Revue PLI - projectile littéral, n° 9 par Bertrand Verdier
La vie est dans PLI
« rendre mieux visible l'état de dégradation continuée des conditions faites à l'existence commune ; […] en perturber le cours en rendant plus incertain et plus contrarié l'assentiment aveugle qui partout le permet »
(Jean-Paul Curnier : Aggravation ; Fourbis, 1997, 4e de couv.)
« Par la volonté appuyée sur le souffle, par la pensée sans souffle, par ses démons, Tahavi a rejeté. »
(Henri Michaux : « Tahavi » ; La vie dans les plis)

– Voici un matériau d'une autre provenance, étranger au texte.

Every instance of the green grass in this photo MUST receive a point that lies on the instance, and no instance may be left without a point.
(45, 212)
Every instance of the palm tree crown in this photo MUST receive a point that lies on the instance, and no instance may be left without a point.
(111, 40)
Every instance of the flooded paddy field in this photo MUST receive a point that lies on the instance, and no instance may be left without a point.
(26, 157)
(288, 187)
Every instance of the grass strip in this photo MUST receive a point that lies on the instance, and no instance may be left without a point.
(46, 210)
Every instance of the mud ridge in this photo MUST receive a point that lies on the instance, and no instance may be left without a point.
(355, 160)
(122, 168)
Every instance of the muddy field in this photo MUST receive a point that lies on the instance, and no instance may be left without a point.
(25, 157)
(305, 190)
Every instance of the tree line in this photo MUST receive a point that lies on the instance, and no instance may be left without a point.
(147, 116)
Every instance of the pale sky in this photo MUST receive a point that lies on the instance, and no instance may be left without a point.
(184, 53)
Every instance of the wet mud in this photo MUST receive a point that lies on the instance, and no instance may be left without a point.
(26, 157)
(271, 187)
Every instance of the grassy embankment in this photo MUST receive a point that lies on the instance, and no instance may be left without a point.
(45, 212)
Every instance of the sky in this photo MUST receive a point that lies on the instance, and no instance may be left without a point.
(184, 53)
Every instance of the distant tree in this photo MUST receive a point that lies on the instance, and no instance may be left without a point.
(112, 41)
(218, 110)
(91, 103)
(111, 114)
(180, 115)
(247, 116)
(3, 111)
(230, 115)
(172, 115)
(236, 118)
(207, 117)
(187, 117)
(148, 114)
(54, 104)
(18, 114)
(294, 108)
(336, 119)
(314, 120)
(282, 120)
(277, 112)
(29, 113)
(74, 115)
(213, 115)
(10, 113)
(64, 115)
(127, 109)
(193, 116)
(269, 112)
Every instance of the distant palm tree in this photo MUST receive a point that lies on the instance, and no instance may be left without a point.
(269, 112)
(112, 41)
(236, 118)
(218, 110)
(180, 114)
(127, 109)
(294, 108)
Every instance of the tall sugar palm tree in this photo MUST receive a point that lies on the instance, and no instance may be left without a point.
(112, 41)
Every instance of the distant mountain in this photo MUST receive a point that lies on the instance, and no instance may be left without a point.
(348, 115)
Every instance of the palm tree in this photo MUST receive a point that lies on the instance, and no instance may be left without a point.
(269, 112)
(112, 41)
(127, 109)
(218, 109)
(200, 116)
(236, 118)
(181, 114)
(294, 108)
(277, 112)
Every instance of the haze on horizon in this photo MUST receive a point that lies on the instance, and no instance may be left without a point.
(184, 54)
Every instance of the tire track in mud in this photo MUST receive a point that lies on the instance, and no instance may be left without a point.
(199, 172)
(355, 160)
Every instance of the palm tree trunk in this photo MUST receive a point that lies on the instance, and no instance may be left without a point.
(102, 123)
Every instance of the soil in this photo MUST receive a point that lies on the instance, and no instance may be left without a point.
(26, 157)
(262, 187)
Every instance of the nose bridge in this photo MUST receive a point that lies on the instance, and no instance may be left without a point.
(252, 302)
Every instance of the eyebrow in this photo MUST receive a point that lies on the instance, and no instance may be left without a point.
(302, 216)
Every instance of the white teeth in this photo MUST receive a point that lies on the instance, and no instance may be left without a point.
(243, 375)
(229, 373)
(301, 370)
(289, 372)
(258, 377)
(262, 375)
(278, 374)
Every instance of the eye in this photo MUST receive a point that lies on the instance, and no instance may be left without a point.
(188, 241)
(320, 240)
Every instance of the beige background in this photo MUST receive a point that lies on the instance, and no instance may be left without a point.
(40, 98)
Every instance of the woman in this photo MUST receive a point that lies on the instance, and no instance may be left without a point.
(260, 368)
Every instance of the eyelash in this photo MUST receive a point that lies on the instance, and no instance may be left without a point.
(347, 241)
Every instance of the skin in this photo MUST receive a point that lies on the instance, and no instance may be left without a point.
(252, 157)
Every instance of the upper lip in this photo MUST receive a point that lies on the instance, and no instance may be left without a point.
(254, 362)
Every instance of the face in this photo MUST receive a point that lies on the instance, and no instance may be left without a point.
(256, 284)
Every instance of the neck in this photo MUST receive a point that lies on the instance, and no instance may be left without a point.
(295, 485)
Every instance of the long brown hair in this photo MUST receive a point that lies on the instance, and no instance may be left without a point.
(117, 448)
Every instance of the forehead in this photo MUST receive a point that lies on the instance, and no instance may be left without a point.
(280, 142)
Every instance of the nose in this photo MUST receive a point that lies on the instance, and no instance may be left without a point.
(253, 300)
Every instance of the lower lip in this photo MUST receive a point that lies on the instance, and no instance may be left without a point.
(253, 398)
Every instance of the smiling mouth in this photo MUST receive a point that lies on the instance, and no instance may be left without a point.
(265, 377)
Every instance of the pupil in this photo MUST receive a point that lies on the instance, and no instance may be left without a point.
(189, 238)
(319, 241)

« Les armes dont je vous parle ne sont pas une plaisanterie.
Elles sont basées sur la force du souffle »
(Antonin Artaud : Suppôts et suppliciations ; p. 116)
La violence intrinsèque du capitalisme s'accroît avec sa radicalisation. Notamment, elle assaisonne de coups et de projectiles celles et ceux chez qui ne monte pas la mayonnaise de "la bêtise au front de taureau". Et qui, quelque gerbante soirée nationalo-souveraino-patriotiste d'un dimanche de juillet, ne s'enjaillent pas d'être d'un État où Adama Traoré s'assassine, des mineurs étrangers se refoulent, les APL se diminuent, l'ISF se supprime, les réfugiés se boutent, les ZAD s'arasent, un protégé présidentiel s'affuble et un syndicaliste de Cruas se discrimine...
Cette prévisible faillite de la démocratie représentative s'accompagne de l'échec parallèle de la révolution représentative. Les solidarités vitales, essentielles et quotidiennes s'en ravivent : dédaignant le label de l'insoumission de façade , autogestion, assemblées populaires, mutualisation, démocratie directe, … ne cessent de se réinventer.
Depuis son premier numéro en octobre 2013, PLI participe de la fomentation de ces projectiles contre le capitalisme et ses idiots utiles. Significativement ainsi, la revue ne mentionne aucun comité de rédaction et son sommaire, liste alphabétique des noms d'auteurs, indique d'autant moins la pagination qu'il ne correspond pas à l'ordre dans lequel les contributions se succèdent. Sous-titré : « projectile littéral – Projectile, cabane, sédimentation, commune. », PLI goupille et abouche des savoir-faire, des compétences, des styles, ... attentif toutefois à en maintenir la diversité : « Pli est (tentative) commune d'acte et de pensée […] un espace d'assemblage, une marge offensive ». (p. 134).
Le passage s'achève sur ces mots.